In other election news:
- Labour would launch an emergency recruitment drive to get 1,000 more nurses into training this year if they win the election
- Nick Clegg has said owners of second homes in rural beauty spots could pay double the rate of council tax under Liberal Democrat plans
- The Democratic Unionist Party launches its manifesto
- The BBC should be “cut back to the bone” and the licence fee reduced by two thirds, according to UKIP’s Nigel Farage
Policy guide: Key priorities
What are the top issues for each political party at the 2015 general election?
Launching her party’s manifesto in Edinburgh on Monday, SNP leader Nicola Sturgeon sought to allay the fears of some English voters, insisting they would act “responsibly and constructively” in the interests of the whole of the UK.
Recent polls all point towards there being a hung parliament after 7 May, and suggest the SNP could be the third largest party and crucially hold the balance of power.

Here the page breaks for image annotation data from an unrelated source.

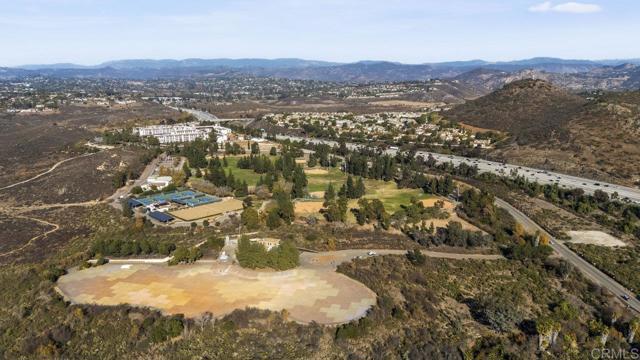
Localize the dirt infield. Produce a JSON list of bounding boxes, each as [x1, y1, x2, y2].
[[169, 199, 242, 221], [57, 263, 376, 324]]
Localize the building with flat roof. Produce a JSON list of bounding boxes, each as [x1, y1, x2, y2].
[[140, 176, 173, 191], [249, 238, 280, 251], [133, 123, 231, 144]]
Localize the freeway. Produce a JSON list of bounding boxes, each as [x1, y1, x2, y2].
[[496, 198, 640, 312], [276, 135, 640, 203]]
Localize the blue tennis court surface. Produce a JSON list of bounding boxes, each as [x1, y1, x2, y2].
[[129, 190, 220, 207]]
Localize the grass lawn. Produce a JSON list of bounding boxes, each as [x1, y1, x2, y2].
[[212, 156, 430, 213], [225, 155, 272, 186], [306, 168, 431, 213]]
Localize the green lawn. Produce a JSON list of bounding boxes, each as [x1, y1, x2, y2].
[[225, 155, 275, 186], [307, 168, 431, 213], [210, 156, 430, 213]]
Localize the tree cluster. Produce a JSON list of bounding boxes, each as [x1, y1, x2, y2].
[[236, 237, 300, 270]]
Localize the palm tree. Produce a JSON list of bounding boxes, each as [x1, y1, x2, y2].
[[627, 317, 640, 344]]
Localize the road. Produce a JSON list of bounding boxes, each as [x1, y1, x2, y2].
[[0, 153, 97, 191], [496, 198, 640, 312], [276, 135, 640, 203]]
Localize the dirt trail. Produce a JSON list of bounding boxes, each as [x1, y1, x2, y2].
[[0, 214, 60, 257], [0, 152, 97, 191]]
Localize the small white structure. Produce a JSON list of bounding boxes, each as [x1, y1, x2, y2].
[[141, 176, 173, 191], [249, 238, 280, 251]]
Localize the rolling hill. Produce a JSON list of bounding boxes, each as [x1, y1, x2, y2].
[[445, 79, 640, 185]]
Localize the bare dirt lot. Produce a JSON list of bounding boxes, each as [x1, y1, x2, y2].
[[58, 263, 376, 324], [568, 231, 627, 247], [170, 199, 242, 221], [295, 201, 323, 216]]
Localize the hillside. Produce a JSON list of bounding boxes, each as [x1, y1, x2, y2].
[[446, 79, 586, 145], [446, 80, 640, 185]]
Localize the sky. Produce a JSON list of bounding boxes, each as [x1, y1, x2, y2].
[[0, 0, 640, 66]]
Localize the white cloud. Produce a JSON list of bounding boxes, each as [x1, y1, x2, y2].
[[529, 1, 602, 14], [529, 1, 551, 12]]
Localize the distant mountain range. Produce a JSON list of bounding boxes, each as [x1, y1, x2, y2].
[[0, 57, 640, 93]]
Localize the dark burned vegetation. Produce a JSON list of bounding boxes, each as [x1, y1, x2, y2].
[[446, 79, 587, 145]]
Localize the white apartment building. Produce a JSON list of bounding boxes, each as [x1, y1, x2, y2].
[[134, 123, 231, 144]]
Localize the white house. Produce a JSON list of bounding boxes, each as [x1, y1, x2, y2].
[[141, 176, 173, 191]]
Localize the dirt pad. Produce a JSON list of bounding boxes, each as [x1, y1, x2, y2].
[[295, 201, 323, 215], [567, 231, 627, 247], [170, 199, 242, 221], [58, 263, 376, 324]]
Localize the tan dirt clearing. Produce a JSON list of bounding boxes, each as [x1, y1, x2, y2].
[[567, 231, 627, 247], [169, 199, 242, 221], [295, 201, 322, 215], [57, 263, 376, 324], [304, 168, 329, 175]]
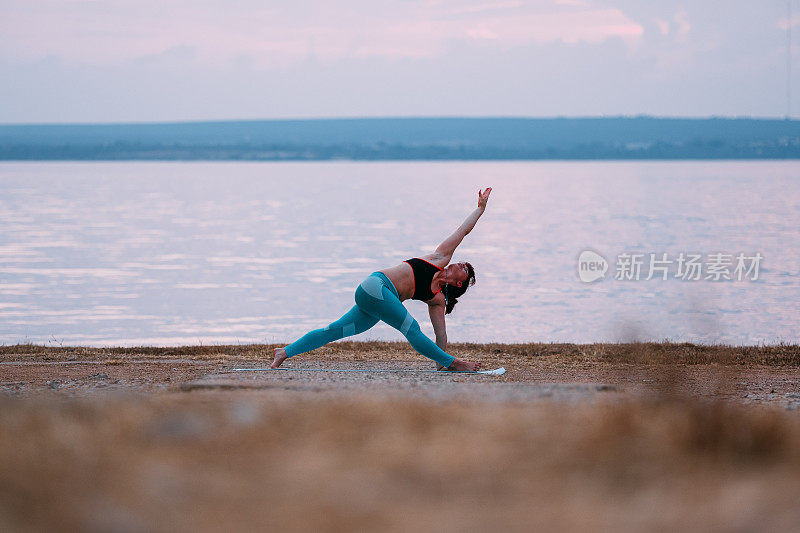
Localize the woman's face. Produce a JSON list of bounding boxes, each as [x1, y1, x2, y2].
[[444, 263, 469, 287]]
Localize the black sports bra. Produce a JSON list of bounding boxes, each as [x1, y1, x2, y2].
[[403, 257, 444, 302]]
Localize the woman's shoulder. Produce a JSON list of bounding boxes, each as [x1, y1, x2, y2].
[[419, 252, 449, 268]]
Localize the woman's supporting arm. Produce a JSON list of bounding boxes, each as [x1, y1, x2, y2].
[[435, 187, 492, 262], [428, 304, 447, 351]]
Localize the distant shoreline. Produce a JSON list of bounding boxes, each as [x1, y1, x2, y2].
[[0, 117, 800, 161]]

As a consequence of this, the “threat” of an SNP link-up with Labour has emerged as a major Conservative line of attack in the election campaign.
But the BBC’s deputy political editor James Landale said Sir John has long opposed Scottish nationalism, warning before the 1997 election that voters have 72 hours to save the union.
“Almost 20 years on, he is once again banging the same drum,” he said.
The Conservatives are determined to keep up these warnings to bring any wavering voters back to the Tory fold, our correspondent said.
“But Labour believes the Conservatives are themselves putting the union at risk, by acting as cheerleaders for the SNP,” he added.
It is a view echoed by the former Tory Scottish Secretary Lord Forsyth who told The Guardian newspaper that his party was playing a “short term and dangerous” game by building up the SNP.
“We’ve had the dilemma for Conservatives, which is they want to be the largest party at Westminster and therefore some see the fact that the nationalists are going to take seats in Scotland will be helpful,” he said.
“But that is a short-term and dangerous view which threatens the integrity of our country.”
But despite this Sir John will say that the SNP’s “driving ambition” is an independent Scotland, and it would use its position to demand policies that favour Scotland at the expense of the rest of the UK.
“That is no way to run a country. And nor is it remotely fair to England, Wales and Northern Ireland,” he will say.
Meanwhile, former Labour minister and London mayoral contender David Lammy told ITV that his party could “do business” with the SNP after the election.
He said: “I still think Labour can form the next government and that’s what I am fighting for. But yes, there is common ground with other parties and the SNP would be included in that and we may need to enter into discussion after the general election”.